Atarrabi et Mikelats, le nouveau film d’Eugène Green, accomplit un petit miracle cinématographique en donnant vie, par le corps et la parole, aux mythes du Pays basque. Avant-première du film au Mk2 Beaubourg mardi 31 août en présence du réalisateur, en salles mercredi 1er septembre.

Faire entendre la langue basque sur grand écran, c’est un projet en soi…

Mon unique documentaire, Faire la parole, traitait déjà de cette question, qui me tient à cœur. J’aime les langues, parce que chaque langue propose une vision différente du monde. Je ne parle pas le basque, mais je l’ai étudié. Sa conception du monde, qui traverse la langue, est différente de la nôtre.
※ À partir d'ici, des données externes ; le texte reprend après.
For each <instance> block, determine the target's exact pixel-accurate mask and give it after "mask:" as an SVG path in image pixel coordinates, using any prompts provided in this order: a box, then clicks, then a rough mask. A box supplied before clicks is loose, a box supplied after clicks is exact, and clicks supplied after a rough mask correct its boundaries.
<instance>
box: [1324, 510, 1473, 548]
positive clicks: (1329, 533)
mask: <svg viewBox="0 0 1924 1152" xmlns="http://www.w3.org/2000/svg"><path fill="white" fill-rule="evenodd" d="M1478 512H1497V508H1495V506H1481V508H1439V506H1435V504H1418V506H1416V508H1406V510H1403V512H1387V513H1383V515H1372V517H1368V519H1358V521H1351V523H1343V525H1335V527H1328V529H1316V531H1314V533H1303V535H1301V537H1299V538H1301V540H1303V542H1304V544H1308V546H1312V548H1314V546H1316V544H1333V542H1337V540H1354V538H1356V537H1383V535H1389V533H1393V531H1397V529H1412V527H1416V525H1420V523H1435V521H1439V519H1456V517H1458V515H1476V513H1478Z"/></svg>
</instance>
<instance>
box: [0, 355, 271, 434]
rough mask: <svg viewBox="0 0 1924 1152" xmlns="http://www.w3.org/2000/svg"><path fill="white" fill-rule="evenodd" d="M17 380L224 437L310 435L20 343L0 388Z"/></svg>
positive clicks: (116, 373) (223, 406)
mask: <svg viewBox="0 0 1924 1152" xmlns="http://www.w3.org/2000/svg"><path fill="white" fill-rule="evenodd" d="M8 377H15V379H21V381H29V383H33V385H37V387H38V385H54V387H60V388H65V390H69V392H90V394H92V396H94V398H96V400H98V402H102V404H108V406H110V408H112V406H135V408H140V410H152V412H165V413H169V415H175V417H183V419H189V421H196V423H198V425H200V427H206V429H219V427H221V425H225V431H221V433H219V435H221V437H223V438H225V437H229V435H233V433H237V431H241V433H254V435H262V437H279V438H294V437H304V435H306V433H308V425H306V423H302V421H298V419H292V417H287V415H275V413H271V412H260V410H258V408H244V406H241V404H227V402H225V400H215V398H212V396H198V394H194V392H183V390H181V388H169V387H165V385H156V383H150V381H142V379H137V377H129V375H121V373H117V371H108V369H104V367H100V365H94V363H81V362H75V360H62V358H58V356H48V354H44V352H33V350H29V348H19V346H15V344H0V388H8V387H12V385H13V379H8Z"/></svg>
Chaque langue est ainsi, même le néerlandais, que les gens n’aiment pas beaucoup. Quand une langue meurt, une partie de l’humanité meurt avec elle. La langue basque a d’ailleurs failli disparaître, puis a connu une renaissance dans les années soixante.

Pour retranscrire cette vision du monde, avez-vous construit différemment votre mise en scène ? Ou dirigé autrement vos acteurs, qui sont pour certains des amateurs ?

Nous avons décidé de tourner Atarrabi et Mikelats en euskara batua, la forme standard du basque, utilisée par les écrivains. Comme je ne parle pas basque, je me suis appuyé sur une assistante, qui surveillait la diction des acteurs. Mais comme elle connaissait ma manière de diriger les acteurs, elle repérait les intonations psychologiques venant de la télévision ou du mauvais cinéma. Je travaillais donc avec une certaine distance. En dehors de cet aspect, mon travail restait le même. Quand je filme, j’aborde l’humanité dans sa globalité, dans son universalité, y compris l’humanité basque. J’ai néanmoins tourné plus de plans larges, pour filmer la nature, tellement importante pour les basques et pour cette histoire.

Le début du film ressemble à une promesse : on débarque des autoroutes du réel pour se perdre dans le paysage fantastique basque.

Plutôt que du réel, on vient du contemporain. Tout est réel dans Atarrabi et Mikelats. Je voulais qu’on comprenne que cette histoire n’est pas déconnectée de notre monde, que bien au contraire elle parle de notre monde. On peut donc dire que c’est intemporel, car cela mélange des réalités très différentes. Ce début situe l’action dans le monde actuel. Le diable est d’ailleurs très à la mode, à la pointe de la technologie et de la branchitude ! Certains critiques me l’ont reproché. 

L’humour est une dimension rarement associée à votre travail. Il est pourtant bien présent dans ce film comme dans votre cinématographie.

Cela me surprend aussi, l’humour vient naturellement. Quand j’ai présenté mon premier film, Toutes les nuits, des spectateurs sont venus me demander : « Est-ce qu’on a le droit de rire ? ». Oui, vous avez le droit de rire ! Le rire est naturel. Les spectateurs français respectent scrupuleusement les bienséances et la pureté des genres, qu’on ne doit pas mélanger. Les comédies actuelles sont donc dirigistes et lourdes, pour rassurer le spectateur. Les films de Rohmer sont très graves, mais le rire y a sa place. C’est pareil chez Ozu. C’est une façon d’alléger le récit, de ne pas enfoncer le clou, de garder un certain équilibre.

Atarrabi et Mikelats de Eugène Green, avec Saia Hiriart, Lukas Hiriart, Ainara Leemans, UFO Distribution, sortie le 1 septembre.